Arenada yerimi aldığımda esnemek amaçlı yerimde bir kaç kere zıpladım.
Zoe'da karşımdaki yerini alınca dövüş başladı. İlk başta ikimizde dikkatle birbirimizi süzdük.
Kız eğer diğer dövüşündeki gibi bir atak yaparsa o yumruk yüzde doksan ihtimalle bana isabet edecek ve yaralanacaktım.
Şu an tek çarem ilk saldırmak gibi görünüyordu. Zoe'ya karşı atağa geçtiğimde o da yerinde durmamış ve bana karşı saldırıya geçmişti.
Zoe'ya doğru koşarken sanki dejavu yaşıyordum. Birbirimize çok az bir mesafe kala bir anda kendimi dizlerimin üzerinde kayarken buldum. Sırtım neredeyse yerle bütünleşecekti.
Zoe'nun hamlesini atlattığımda hızla arkamı döndüm ve ayağına doğru bir tekme savurdum.
Tekmemle olduğu yerde sendelerken ikinci tekmemle yeri boyladı. Sürünerek üzerine çıktığımda altımda debeleniyordu.
Zoe'yu zapt etmeye çalışırken boğazımı sıkmasıyla afalladım.
Ellerini çekmek için her ne kadar uğraşsam da nefes almam her an güçleşiyordu.
Sinirlerim iyice tepeme çıkarken vücudum buz kesmişti. Ellerinden kurtulmak için çabalamayı bırakıp bende onun boğazını sıkmaya başladım.

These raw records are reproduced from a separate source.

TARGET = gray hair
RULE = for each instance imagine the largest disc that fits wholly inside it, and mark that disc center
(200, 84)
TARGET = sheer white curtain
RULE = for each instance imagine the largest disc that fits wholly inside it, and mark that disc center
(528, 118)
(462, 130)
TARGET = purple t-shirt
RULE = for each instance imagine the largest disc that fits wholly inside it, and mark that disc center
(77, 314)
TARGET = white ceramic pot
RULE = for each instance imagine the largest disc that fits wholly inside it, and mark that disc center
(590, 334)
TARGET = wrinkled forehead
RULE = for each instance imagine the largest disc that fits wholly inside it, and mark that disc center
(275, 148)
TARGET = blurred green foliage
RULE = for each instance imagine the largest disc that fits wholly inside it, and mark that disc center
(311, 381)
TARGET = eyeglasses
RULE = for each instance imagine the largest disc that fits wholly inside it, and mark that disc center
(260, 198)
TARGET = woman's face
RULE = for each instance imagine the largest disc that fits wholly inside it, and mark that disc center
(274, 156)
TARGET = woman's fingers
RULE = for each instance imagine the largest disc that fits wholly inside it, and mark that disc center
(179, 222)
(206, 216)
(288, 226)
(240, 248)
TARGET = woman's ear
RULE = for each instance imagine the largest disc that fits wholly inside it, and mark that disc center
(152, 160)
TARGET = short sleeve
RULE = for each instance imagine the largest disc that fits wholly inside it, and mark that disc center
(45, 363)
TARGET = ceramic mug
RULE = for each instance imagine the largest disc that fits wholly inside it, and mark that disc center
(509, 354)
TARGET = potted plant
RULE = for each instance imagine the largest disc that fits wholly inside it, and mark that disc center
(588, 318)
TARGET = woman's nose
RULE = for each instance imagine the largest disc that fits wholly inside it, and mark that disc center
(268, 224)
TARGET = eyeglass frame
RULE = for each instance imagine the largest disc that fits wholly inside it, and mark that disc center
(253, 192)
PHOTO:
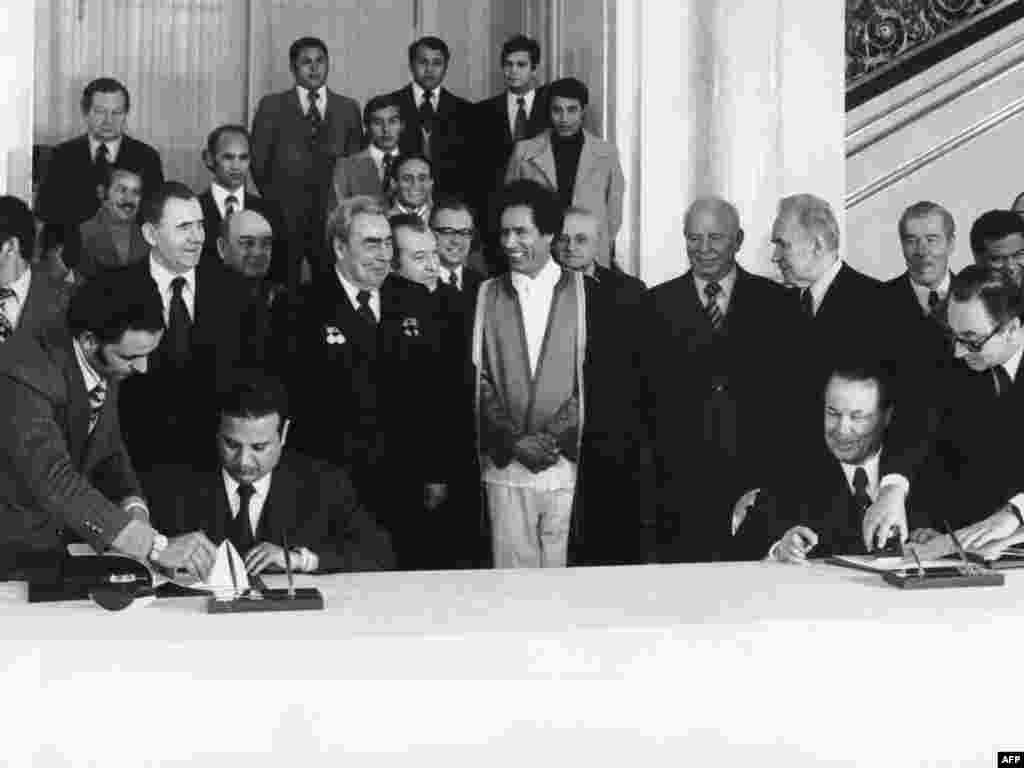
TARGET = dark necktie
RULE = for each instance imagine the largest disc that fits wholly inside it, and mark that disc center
(519, 129)
(427, 112)
(715, 316)
(807, 303)
(860, 497)
(6, 327)
(97, 396)
(242, 528)
(365, 310)
(313, 116)
(1003, 380)
(179, 325)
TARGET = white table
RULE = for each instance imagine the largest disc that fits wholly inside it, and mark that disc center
(717, 665)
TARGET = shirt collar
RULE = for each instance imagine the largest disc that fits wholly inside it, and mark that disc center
(261, 486)
(513, 100)
(727, 284)
(221, 194)
(113, 147)
(543, 281)
(304, 98)
(820, 287)
(163, 276)
(1014, 364)
(870, 466)
(89, 374)
(922, 292)
(20, 287)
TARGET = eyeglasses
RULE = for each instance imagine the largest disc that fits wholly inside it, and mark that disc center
(974, 345)
(448, 231)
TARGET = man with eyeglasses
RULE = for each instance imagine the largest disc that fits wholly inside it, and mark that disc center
(972, 478)
(361, 345)
(997, 240)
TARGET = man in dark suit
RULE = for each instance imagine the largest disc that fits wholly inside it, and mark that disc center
(368, 346)
(262, 496)
(714, 333)
(298, 136)
(519, 113)
(577, 249)
(77, 170)
(226, 156)
(212, 327)
(845, 314)
(997, 240)
(112, 239)
(972, 478)
(437, 123)
(31, 300)
(815, 506)
(369, 172)
(66, 473)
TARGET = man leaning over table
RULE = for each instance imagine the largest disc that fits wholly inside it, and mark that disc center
(65, 474)
(816, 506)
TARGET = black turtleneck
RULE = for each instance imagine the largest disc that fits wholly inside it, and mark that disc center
(566, 153)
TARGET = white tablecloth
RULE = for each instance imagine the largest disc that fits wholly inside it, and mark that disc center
(717, 665)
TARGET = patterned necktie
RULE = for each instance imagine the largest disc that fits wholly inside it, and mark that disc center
(715, 316)
(97, 396)
(242, 529)
(365, 310)
(179, 325)
(427, 114)
(1003, 380)
(6, 327)
(807, 303)
(860, 496)
(519, 129)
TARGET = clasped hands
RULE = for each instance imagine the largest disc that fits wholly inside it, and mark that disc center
(537, 452)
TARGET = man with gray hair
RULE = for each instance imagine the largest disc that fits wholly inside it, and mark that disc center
(367, 355)
(845, 313)
(713, 334)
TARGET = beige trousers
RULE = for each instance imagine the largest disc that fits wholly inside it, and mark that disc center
(529, 527)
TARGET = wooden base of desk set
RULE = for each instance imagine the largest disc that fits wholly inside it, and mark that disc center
(914, 582)
(306, 598)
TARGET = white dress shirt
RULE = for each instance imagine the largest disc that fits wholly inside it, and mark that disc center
(513, 105)
(164, 276)
(727, 284)
(351, 290)
(12, 307)
(535, 301)
(306, 560)
(304, 99)
(220, 195)
(820, 287)
(113, 147)
(922, 293)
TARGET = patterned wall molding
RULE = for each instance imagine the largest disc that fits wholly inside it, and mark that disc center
(889, 41)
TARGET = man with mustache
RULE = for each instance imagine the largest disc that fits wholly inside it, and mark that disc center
(112, 239)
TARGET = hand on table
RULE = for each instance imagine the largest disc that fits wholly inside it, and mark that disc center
(264, 555)
(190, 552)
(888, 512)
(795, 545)
(993, 528)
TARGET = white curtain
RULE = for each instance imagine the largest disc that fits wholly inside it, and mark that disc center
(737, 98)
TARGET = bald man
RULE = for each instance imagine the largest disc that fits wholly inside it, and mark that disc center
(718, 336)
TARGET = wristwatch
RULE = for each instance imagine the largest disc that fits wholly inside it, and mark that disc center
(159, 545)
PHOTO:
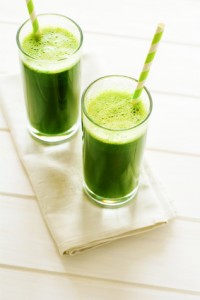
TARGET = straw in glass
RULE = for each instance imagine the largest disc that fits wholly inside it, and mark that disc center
(149, 59)
(33, 17)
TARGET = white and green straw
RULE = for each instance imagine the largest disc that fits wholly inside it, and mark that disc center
(33, 17)
(149, 59)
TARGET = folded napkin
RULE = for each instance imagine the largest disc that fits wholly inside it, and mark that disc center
(75, 223)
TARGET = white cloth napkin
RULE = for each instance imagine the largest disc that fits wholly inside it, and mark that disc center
(55, 172)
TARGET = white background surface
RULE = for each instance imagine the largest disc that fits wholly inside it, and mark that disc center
(161, 264)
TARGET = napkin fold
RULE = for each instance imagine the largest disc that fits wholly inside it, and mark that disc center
(55, 172)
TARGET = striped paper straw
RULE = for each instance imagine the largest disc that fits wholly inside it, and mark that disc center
(149, 59)
(33, 17)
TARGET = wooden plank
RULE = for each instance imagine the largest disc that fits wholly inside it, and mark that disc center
(115, 55)
(127, 18)
(13, 177)
(174, 125)
(180, 175)
(29, 284)
(166, 257)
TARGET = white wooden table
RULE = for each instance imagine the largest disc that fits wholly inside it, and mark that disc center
(161, 264)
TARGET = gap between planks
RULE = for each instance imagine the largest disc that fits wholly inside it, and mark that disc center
(107, 282)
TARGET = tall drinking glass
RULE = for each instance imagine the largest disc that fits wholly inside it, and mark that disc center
(114, 133)
(50, 66)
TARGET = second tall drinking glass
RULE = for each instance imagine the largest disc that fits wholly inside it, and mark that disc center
(50, 64)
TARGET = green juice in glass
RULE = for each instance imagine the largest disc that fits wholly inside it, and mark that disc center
(51, 80)
(113, 149)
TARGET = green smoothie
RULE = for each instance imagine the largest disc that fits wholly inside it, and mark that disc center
(112, 151)
(51, 80)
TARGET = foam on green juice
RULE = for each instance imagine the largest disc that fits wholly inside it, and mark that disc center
(55, 43)
(116, 110)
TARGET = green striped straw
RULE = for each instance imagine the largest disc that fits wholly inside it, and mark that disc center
(33, 17)
(149, 59)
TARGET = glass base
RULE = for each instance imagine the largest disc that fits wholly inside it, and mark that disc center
(110, 202)
(53, 139)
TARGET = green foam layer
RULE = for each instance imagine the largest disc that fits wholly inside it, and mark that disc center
(53, 44)
(116, 110)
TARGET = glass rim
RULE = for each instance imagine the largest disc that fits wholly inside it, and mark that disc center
(111, 129)
(55, 15)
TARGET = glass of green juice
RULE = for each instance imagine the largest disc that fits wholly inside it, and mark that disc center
(114, 129)
(50, 67)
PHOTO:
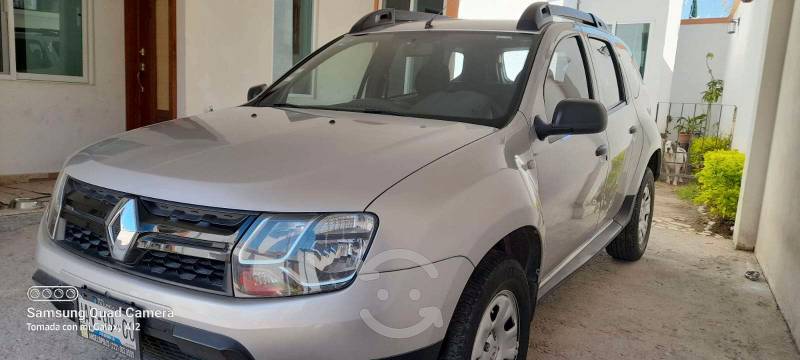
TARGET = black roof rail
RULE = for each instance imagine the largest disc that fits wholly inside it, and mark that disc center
(539, 14)
(389, 17)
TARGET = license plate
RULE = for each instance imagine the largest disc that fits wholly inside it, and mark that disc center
(107, 322)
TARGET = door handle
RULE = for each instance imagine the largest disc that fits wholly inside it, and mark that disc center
(139, 77)
(602, 150)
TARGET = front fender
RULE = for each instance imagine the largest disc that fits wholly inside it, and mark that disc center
(461, 205)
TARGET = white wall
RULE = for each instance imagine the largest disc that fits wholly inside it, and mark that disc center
(663, 15)
(226, 47)
(778, 247)
(335, 18)
(745, 67)
(755, 88)
(691, 75)
(41, 123)
(223, 47)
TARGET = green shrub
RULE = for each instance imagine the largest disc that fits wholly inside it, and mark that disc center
(719, 182)
(687, 192)
(701, 145)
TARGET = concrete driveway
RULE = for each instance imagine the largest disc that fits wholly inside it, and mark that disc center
(686, 299)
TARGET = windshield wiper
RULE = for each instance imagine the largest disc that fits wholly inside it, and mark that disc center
(381, 112)
(286, 105)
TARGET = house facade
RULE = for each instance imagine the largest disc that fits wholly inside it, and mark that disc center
(76, 71)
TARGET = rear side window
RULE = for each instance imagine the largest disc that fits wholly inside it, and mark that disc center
(607, 72)
(566, 75)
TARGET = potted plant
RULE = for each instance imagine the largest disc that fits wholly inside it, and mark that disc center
(688, 127)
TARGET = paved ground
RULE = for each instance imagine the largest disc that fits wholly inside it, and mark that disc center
(686, 299)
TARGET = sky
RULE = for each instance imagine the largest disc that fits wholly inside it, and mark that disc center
(708, 8)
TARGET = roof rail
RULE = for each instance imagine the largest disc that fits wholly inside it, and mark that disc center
(539, 14)
(389, 17)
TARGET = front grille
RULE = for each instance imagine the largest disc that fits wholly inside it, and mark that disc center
(155, 348)
(86, 241)
(86, 207)
(189, 270)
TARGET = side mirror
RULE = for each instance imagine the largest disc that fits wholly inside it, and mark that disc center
(573, 116)
(254, 91)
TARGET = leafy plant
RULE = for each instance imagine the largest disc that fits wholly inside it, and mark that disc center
(701, 145)
(687, 192)
(691, 125)
(720, 181)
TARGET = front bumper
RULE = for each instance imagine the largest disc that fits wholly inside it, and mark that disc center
(375, 317)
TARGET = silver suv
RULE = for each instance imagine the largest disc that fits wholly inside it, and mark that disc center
(407, 191)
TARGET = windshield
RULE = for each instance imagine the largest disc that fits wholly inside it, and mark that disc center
(473, 77)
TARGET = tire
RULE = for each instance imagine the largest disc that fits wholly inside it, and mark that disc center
(631, 243)
(496, 279)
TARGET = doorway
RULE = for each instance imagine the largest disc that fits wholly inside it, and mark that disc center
(150, 62)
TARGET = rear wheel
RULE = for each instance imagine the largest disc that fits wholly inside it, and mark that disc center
(492, 318)
(631, 243)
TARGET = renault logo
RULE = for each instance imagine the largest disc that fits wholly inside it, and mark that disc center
(122, 228)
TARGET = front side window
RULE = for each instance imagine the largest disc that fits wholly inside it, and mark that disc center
(474, 77)
(607, 73)
(513, 61)
(49, 37)
(566, 76)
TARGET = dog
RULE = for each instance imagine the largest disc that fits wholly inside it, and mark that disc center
(675, 161)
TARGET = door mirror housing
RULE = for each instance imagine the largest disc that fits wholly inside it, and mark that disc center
(573, 116)
(254, 91)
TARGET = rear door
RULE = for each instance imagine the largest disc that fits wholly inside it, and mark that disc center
(622, 122)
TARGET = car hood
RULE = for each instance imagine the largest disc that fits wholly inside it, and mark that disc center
(267, 159)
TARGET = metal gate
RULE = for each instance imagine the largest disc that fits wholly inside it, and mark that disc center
(691, 127)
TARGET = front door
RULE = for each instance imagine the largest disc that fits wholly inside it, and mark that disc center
(622, 126)
(150, 62)
(571, 169)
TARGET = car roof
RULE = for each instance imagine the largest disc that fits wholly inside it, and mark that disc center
(455, 24)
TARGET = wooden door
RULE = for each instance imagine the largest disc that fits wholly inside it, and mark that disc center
(150, 62)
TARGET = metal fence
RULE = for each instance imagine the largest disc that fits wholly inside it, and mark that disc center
(681, 124)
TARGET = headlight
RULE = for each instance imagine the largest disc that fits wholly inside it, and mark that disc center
(54, 209)
(285, 255)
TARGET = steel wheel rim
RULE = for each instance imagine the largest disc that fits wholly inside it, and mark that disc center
(644, 214)
(498, 332)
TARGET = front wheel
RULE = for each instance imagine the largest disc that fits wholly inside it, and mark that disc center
(631, 243)
(492, 318)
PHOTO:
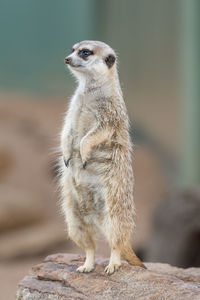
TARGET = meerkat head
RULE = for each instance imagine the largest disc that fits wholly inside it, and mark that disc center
(91, 58)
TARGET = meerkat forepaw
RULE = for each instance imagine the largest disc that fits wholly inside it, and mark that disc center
(85, 268)
(111, 268)
(84, 165)
(66, 161)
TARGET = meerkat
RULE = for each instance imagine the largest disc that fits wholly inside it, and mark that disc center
(96, 170)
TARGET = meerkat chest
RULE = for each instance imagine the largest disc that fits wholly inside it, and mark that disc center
(83, 118)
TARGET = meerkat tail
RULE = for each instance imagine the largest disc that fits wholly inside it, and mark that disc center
(129, 255)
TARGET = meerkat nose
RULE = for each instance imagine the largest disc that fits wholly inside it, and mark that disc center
(68, 60)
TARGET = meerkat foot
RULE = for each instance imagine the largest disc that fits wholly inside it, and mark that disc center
(84, 165)
(66, 161)
(114, 263)
(111, 268)
(88, 266)
(85, 268)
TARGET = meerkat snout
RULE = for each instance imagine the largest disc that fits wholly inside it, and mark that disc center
(91, 57)
(67, 60)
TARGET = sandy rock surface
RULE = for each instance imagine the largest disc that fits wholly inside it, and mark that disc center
(56, 278)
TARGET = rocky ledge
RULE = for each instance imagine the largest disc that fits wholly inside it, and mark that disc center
(56, 279)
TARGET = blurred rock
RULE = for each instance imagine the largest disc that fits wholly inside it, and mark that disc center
(18, 208)
(31, 240)
(175, 236)
(6, 162)
(56, 278)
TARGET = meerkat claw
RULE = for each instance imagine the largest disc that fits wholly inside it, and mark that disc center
(111, 268)
(84, 165)
(66, 161)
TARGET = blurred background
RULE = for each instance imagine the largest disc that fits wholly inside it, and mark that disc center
(158, 44)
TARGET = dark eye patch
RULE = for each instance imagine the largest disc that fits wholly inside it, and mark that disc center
(84, 53)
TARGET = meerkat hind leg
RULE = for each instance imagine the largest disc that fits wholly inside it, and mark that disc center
(84, 239)
(88, 266)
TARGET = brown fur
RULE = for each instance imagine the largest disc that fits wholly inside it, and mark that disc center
(95, 136)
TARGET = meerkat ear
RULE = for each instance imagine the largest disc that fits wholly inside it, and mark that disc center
(109, 60)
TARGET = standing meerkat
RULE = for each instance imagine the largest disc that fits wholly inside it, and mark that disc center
(96, 172)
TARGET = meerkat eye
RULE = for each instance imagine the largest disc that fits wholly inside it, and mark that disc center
(85, 53)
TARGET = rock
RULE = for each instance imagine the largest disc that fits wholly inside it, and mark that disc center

Onun minik elleri benim boğazımı tam kaplamazken benim ellerim onun minik boynunu tamamen kapatıyordu.
Bir süre sonra elleri gevşerken benim nefes almam kolaylaşmıştı ama onun için aynı şeyi söylemek zordu. Yüzü morarmaya ve gözleri kaymaya başlamıştı.
Zorda olsa fısıltı halinde pes ediyorum dedi. Boğazını hemen serbest bıraktığımda öksürmeye başladı.
-İyi misin?
Öksürürken bana kısa bir bakış attı.
Hızla ayağa kalkıp kalkması için ona elimi uzattım. Elimi tutmayıp kendi kalkmaya çalışınca tekrar düştü.
Sıkıntıyla oflayıp tek hamlede kızı kucağıma aldım. O kadar küçüktü ki kedi yavrusu taşımaktan farkı yoktu.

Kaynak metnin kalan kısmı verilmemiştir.